Simplify the equation:

-4F cos 2x + 4E sin 2x = -(1/2)sin 2x

Equate the coefficients of cos 2x and sin 2x:

-4F = 0 => F = 0 4E = -1/2 => E = -1/8

Substitute the values of E and F back into the expression for y_p2b:

y_p2b = (-1/8) cos 2x + 0 sin 2x y_p2b = (-1/8) cos 2x

Now, combine y_p2a and y_p2b to get y_p2:

y_p2 = y_p2a + y_p2b y_p2 = (1/52) cos 4x - (3/104) sin 4x - (1/8) cos 2x

2.3 Complete Particular Integral

Finally, the complete particular integral (PI) is the sum of y_p1 and y_p2:

y_p = y_p1 + y_p2 y_p = (1/2)e^x cos x + (1/52) cos 4x - (3/104) sin 4x - (1/8) cos 2x

3. General Solution

The general solution to the differential equation is the sum of the complementary function (y_c) and the particular integral (y_p):

y = y_c + y_p

Substitute the expressions for y_c and y_p that we derived:

y = e^x (C_1 cos(√3x) + C_2 sin(√3x)) + (1/2)e^x cos x + (1/52) cos 4x - (3/104) sin 4x - (1/8) cos 2x

This is the general solution to the given differential equation.

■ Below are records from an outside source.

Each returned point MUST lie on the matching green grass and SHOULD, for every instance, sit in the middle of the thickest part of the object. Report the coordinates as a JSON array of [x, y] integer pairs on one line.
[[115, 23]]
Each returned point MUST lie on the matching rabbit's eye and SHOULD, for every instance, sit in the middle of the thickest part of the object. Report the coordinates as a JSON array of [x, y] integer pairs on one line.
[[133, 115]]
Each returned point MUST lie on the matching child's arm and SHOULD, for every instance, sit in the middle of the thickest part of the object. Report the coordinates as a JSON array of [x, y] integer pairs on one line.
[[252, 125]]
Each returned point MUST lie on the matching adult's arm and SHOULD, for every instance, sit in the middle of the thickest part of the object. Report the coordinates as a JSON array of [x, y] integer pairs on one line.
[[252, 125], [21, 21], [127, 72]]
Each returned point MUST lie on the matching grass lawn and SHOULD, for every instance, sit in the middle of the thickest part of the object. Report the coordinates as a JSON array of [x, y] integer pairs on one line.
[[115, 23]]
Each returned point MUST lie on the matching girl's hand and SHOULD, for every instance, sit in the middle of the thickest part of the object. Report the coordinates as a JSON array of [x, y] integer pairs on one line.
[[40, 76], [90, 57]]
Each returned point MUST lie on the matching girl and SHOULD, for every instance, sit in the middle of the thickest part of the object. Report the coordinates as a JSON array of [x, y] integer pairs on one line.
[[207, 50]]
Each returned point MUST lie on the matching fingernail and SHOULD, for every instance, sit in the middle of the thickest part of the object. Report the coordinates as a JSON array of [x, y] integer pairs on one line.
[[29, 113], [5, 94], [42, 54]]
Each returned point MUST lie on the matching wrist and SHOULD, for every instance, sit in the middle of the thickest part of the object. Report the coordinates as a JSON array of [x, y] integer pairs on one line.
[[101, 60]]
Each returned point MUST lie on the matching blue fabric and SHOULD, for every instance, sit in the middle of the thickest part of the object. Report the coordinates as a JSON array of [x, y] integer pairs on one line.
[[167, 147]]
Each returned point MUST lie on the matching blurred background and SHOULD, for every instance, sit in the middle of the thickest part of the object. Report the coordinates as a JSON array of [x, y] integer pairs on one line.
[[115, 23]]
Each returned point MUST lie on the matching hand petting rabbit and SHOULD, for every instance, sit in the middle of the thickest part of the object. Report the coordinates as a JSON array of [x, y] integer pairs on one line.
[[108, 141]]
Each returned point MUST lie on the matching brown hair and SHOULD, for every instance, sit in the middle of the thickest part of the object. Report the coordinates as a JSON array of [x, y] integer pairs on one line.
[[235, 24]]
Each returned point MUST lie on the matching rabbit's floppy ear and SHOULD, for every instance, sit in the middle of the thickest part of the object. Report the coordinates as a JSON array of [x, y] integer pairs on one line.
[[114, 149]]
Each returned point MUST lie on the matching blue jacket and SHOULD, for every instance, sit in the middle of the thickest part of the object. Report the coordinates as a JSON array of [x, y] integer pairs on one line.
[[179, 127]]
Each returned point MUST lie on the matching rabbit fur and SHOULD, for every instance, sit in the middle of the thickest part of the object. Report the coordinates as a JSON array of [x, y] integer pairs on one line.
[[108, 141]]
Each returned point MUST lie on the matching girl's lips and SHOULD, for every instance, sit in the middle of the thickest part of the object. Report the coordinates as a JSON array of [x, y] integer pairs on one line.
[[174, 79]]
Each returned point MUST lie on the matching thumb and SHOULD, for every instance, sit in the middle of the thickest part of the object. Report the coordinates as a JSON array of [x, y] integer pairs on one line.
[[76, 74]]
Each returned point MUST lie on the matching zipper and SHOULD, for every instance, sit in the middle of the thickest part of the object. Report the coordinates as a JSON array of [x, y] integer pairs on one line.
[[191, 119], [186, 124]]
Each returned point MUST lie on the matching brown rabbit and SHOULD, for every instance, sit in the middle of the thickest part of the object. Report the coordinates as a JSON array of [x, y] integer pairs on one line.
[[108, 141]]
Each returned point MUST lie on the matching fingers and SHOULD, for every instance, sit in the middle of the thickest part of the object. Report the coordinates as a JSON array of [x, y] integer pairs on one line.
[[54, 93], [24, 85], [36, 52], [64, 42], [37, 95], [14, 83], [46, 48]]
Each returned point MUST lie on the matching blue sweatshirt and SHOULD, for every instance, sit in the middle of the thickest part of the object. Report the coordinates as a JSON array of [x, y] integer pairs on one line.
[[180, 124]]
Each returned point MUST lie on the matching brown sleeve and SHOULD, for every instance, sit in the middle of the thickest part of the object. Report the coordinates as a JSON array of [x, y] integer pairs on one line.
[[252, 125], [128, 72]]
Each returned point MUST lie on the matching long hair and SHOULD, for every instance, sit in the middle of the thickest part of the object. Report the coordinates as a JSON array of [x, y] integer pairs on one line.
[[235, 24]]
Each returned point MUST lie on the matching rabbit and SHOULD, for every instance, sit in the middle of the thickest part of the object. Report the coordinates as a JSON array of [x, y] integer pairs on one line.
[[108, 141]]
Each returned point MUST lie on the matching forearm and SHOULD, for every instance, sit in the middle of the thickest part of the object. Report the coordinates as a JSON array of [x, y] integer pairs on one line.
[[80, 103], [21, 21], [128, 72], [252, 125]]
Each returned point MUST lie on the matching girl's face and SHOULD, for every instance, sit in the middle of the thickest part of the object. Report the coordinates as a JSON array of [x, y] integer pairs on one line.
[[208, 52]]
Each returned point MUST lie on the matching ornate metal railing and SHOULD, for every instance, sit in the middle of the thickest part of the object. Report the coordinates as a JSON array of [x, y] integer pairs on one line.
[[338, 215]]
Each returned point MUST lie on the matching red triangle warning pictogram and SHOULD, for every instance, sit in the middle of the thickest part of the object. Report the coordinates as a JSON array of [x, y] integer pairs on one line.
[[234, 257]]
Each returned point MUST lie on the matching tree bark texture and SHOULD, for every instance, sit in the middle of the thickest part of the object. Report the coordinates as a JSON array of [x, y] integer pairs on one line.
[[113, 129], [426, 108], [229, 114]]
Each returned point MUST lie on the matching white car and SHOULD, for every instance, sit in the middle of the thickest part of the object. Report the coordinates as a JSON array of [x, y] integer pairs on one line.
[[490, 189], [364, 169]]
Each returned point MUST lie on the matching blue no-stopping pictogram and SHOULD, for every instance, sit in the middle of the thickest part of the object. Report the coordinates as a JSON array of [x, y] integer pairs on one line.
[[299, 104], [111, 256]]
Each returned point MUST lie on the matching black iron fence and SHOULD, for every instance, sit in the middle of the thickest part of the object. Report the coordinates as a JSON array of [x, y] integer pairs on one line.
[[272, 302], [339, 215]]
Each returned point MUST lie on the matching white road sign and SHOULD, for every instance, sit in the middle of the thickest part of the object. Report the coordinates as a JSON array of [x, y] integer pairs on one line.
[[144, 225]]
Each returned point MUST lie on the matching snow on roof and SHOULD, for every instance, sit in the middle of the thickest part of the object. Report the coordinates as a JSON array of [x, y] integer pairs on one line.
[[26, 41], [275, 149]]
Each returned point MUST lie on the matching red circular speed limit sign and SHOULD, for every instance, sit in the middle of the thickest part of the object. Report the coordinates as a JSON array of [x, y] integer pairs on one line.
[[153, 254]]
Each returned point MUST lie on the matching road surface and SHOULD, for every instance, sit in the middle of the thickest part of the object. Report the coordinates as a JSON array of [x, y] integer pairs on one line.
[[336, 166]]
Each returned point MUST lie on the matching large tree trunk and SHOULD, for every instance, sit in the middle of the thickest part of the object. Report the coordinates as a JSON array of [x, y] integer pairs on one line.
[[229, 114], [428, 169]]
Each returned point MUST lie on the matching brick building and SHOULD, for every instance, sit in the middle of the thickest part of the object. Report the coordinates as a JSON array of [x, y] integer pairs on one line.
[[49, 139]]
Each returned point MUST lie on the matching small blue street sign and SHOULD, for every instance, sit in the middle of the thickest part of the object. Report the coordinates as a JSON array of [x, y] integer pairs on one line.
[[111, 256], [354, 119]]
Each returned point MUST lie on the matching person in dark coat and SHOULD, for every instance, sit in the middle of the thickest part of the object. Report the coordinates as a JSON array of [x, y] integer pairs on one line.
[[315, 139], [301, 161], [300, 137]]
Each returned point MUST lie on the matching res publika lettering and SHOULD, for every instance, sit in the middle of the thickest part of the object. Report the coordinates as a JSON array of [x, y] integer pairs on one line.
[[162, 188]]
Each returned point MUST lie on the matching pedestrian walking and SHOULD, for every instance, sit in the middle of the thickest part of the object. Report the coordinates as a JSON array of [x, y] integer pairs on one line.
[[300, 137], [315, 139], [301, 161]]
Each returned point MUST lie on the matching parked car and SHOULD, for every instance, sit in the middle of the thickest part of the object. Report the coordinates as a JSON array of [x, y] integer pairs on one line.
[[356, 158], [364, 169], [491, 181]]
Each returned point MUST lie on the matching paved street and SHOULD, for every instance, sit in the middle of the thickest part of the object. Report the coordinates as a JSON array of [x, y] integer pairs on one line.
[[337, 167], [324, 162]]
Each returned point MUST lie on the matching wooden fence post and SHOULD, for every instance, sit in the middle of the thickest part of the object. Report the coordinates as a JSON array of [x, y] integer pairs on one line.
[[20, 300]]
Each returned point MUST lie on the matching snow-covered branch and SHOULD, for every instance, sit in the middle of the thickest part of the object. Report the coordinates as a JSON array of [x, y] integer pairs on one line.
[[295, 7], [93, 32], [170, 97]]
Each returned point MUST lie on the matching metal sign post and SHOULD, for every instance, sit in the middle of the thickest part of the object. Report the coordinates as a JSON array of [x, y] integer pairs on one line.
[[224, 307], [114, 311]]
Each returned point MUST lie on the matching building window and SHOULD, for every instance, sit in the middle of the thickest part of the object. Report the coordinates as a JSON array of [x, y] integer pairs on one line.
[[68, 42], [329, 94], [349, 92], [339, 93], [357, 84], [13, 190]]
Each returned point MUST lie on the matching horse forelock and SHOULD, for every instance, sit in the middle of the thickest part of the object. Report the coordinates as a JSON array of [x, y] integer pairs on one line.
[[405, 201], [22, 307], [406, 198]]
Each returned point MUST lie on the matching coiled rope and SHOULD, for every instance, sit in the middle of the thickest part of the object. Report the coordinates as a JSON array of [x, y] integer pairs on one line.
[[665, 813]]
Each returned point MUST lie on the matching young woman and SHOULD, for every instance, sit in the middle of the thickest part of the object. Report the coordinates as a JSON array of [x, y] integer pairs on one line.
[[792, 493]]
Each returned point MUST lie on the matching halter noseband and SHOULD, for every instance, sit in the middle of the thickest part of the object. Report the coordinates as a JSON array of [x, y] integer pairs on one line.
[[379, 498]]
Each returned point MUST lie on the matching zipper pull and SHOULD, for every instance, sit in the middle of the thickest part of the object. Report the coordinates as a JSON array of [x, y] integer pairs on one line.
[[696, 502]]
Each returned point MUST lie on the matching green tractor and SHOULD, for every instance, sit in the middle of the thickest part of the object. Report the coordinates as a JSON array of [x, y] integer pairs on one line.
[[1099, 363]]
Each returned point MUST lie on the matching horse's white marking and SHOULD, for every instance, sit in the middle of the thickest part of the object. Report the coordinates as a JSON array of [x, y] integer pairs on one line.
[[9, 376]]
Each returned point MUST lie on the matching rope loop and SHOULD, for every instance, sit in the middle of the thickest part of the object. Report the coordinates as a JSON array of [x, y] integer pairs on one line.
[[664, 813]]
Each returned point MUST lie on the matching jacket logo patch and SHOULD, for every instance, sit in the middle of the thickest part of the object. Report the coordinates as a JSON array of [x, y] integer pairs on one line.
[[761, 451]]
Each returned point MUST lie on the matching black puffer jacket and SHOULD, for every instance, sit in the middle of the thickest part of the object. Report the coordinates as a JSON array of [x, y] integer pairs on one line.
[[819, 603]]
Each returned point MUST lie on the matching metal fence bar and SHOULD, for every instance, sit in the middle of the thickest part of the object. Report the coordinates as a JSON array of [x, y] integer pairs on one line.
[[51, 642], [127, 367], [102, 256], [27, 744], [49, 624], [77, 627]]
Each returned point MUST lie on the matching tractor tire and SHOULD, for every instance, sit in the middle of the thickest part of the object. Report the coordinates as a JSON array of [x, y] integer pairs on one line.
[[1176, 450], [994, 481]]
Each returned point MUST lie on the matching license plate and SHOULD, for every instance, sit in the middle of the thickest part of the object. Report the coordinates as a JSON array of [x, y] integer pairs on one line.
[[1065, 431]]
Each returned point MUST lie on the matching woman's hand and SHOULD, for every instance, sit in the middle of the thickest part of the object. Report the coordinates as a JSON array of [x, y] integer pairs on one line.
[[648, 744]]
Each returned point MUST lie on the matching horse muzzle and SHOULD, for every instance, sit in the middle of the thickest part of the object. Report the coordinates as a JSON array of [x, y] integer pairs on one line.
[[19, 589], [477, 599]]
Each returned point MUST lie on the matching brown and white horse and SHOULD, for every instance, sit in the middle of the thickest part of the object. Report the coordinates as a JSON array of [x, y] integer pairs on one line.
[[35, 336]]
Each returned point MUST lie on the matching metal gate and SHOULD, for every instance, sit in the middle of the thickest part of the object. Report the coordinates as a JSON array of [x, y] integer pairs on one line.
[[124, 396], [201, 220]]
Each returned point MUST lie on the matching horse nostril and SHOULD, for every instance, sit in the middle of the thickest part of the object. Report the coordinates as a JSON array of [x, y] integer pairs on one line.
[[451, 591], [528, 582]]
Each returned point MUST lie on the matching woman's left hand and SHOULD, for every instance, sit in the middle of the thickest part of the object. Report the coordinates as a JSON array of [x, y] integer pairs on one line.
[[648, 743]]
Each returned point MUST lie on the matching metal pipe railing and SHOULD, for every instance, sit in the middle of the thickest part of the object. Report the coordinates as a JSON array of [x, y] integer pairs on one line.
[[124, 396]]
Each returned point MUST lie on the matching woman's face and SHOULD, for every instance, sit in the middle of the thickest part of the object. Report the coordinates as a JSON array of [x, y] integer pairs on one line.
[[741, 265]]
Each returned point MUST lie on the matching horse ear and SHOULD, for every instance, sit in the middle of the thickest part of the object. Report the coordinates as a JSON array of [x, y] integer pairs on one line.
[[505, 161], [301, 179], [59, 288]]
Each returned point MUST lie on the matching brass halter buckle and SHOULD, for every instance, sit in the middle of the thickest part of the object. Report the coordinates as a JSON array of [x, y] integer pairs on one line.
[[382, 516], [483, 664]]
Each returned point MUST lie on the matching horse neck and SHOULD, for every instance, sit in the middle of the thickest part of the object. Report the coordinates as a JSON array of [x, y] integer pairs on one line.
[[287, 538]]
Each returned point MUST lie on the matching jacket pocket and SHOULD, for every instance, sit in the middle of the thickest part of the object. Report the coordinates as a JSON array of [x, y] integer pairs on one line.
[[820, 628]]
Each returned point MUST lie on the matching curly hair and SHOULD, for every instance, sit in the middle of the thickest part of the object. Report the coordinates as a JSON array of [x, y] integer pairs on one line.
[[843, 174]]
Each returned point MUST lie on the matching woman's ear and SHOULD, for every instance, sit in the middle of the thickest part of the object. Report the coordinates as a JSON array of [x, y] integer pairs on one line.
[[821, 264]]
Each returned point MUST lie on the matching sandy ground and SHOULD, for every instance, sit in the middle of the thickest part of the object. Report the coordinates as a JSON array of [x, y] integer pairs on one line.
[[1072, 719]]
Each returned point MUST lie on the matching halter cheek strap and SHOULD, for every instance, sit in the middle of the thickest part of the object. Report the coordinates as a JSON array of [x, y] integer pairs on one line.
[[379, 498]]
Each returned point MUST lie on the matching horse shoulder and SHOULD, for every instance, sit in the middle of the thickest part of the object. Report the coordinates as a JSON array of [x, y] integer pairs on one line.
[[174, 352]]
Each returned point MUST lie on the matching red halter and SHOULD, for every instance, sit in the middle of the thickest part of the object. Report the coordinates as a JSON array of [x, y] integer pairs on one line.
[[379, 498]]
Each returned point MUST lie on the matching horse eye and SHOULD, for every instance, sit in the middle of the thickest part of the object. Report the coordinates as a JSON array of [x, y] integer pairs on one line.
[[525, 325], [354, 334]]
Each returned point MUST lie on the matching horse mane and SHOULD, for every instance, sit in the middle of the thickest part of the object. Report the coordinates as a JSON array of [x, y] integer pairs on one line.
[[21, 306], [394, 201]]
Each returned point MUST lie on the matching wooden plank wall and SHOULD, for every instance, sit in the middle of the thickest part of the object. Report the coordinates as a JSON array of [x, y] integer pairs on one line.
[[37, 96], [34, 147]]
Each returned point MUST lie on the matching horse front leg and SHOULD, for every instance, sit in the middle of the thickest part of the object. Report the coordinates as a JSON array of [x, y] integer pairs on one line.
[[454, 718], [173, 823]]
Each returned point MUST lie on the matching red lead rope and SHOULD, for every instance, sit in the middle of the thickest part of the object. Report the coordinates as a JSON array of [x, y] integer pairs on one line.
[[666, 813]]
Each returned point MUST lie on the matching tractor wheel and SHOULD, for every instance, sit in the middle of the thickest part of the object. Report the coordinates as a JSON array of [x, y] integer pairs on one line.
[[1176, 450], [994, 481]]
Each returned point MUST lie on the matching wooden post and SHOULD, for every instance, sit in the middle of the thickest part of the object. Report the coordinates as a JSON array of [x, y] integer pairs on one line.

It represents a family of solutions, with C_1 and C_2 being arbitrary constants that can be determined if initial or boundary conditions are provided. This solution captures both the natural response of the system (represented by the complementary function) and the forced response due to the external driving function (represented by the particular integral). The combination of these two components provides a complete picture of the system's behavior.

Conclusion

In this comprehensive solution, we have meticulously solved the second-order linear non-homogeneous differential equation (D^2 - 2D + 4)y = e^x cos x + sin x cos 3x. We began by deriving the auxiliary equation and finding the complementary function, which represents the solution to the homogeneous part of the equation. Subsequently, we tackled the non-homogeneous part by employing the method of undetermined coefficients and the principle of superposition, carefully deriving the particular integral. Through trigonometric identities and systematic calculations, we simplified the problem into manageable steps. Finally, we combined the complementary function and the particular integral to obtain the general solution, a complete representation of all possible solutions to the given differential equation. This step-by-step approach provides a clear and thorough understanding of the solution process, highlighting the key techniques and concepts involved in solving such differential equations. This mastery is crucial for anyone working in fields where differential equations are used to model and analyze physical systems.